Vanguard has played a big role in my journey towards financial independence and freedom from the start. But why is that? Why is Vanguard considered the best in the industry? Today, I wanted to take a closer look at one of the longest going and most trusted brokers and fund management companies out there: Vanguard.
Why Vanguard is the best. Not only does Vanguard offer ETFs with some of the lowest expense ratios out there, but their entire company structure is also set up for investor success. Investors in Vanguard’s funds become shareholders of the company; there is no third party involved. Jack Bogle – the founder of Vanguard – literally invented index funds. The list goes on and on.
Let’s look at each of these points in more detail to truly understand how unique Vanguard’s investment offerings are in many ways:
1. Low Fees
It’s no secret that Vanguard has some of the lowest fees in the industry – especially when it comes to their ETFs. Take VTI for example which is their total stock market ETF. With over 130 Billion dollars of assets under management, the expense ratio remains at an underwhelming 0.03%. And the same goes for VOO.

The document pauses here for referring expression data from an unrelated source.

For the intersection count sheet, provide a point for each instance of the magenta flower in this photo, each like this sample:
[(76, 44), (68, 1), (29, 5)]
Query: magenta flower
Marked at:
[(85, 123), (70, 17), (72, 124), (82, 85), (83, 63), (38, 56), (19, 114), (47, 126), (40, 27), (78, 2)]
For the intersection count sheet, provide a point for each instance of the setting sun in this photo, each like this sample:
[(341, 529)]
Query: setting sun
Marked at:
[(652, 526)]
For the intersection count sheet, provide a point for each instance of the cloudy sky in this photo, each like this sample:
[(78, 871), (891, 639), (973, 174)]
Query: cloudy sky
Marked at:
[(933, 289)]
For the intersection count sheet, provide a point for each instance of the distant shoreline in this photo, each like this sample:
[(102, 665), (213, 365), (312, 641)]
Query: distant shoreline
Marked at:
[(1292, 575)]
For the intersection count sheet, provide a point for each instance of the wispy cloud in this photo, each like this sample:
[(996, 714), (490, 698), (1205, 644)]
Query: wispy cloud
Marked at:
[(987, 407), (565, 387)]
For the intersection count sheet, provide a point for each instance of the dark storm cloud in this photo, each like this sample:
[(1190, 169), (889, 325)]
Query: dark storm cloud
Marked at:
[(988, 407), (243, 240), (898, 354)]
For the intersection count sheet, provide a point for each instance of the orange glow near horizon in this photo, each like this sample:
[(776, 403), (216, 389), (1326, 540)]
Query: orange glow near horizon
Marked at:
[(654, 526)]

Just to illustrate this idea further, have a look at the following chart comparing Vanguard’s fees to the industry average:
While the industry average bounces somewhere between 0.5% and 1.0% Vanguard has been continuously working to decrease their fees overall. And with success!
As of 2020 Vanguard was once again able to offer a new average record low in overall fees at around just 0.2%. This is across all investment products even including mutual funds. During the same time frame, the industry average has barely changed and remains around 0.6%.
Even though a 0.4% difference may not seem like a lot, here’s how this difference can accumulate over time with a portfolio of $10,000:
The graphs above illustrate the growth of a $10,000 portfolio in a 529 plan over 18 years with a difference in fees of around 0.3% (so even less than the average difference in fees we saw above).
The result is quite astonishing. This small difference in percentage points would cost you almost $1,000 over time – or 10% of your initial investment. And if you’re like me you’re probably thinking about investing more than $10,000 with Vanguard eventually.
2. Tax Efficiency
First of all, let’s talk about the tax efficiency of index funds in general. There are several reasons why you will pay less taxes on your ETFs vs individual stocks:
Exchange-traded funds simply mirror the holding of an index, meaning they don’t constantly trade stocks in or out. This has a huge effect on taxes since every time a stock is sold it is subject to capital gains tax. This tax is naturally passed on to investors in actively managed funds where the fund manager buys and sells stocks at will (*cough* after a thorough analysis, of course, *cough*).
In actively managed funds, the entire holding of specific stocks and security is frequently sold or exchange for a different company. In index funds, this only happens if the stock is completely removed from the index (which usually does not happen too often or even at all in a total stock market fund such as VTI). This provides tax efficiency because the selling of an entire holding of specific security regularly results in large capital gains tax burden for investors.
As we have seen above, Vanguard specifically has managed to lower fees and taxes over the past decade while the industry average has remained about the same. Why is this? Well, economies of scale, essentially.
The more people invest in Vanguard, the easier it will be for each ETF to act tax-efficiently: as more money is introduced to the fund it becomes more and more liquid allowing for holdings to be exchanged and filled by investors instead of buying and selling shares. These savings are directly passed on to the investor.
3. Ownership Structure
As I’ve highlighted many times before, the ownership structure of The Vanguard Group, Inc. (VGI) is quite unique.
VGI is the management company that administers all the various exchange-traded funds, from VTI to VYM and beyond. Usually, this is the company that third party shareholders have a stake in. This is the entity that is supposed to distribute the profits made from investor fees.
Vanguard works differently:
In the case of Vanguard, the clients who invest in their funds become shareholders of that fund. The funds, in turn, own the management company: VGI. This means the entire Vanguard Group is factually owned by the investors. Thus, there is no need for a third and no need to make a profit. (Read more here: How does Vanguard make money?)
4. Safety & Insurance
Because of the aforementioned point and the way the entire group is structured it is pretty much impossible for Vanguard to fail. No matter what VGI – administrative body decides to do – your funds will always be protected as they are shielded by a completely separate LLC.
The only risk in terms of losing your funds is due to market fluctuations and stock prices. Because you are essentially transacting with yourself when investing in a Vanguard fund, there is absolutely no counter-party risk with Vanguard.
5. Jack Bogle
How could you not love Jack?
Jack Bogle is the founder of Vanguard and one of the only true pioneers in the consumer investment space. His vision several decades ago to create investment products that would give retail investors the best chance to succeed in the market was ridiculed, laughed at, and put off.
His persistence and endurance made index investment as we know it today possible.
As you can maybe tell, I am a sucker for a good story and some nostalgia. But why not entrust my financial freedom to a company whose values have been clearly defined and beneficial to investors from the start?
What are your thoughts on Vanguard? Tell why you think Vanguard is (or isn’t) the best!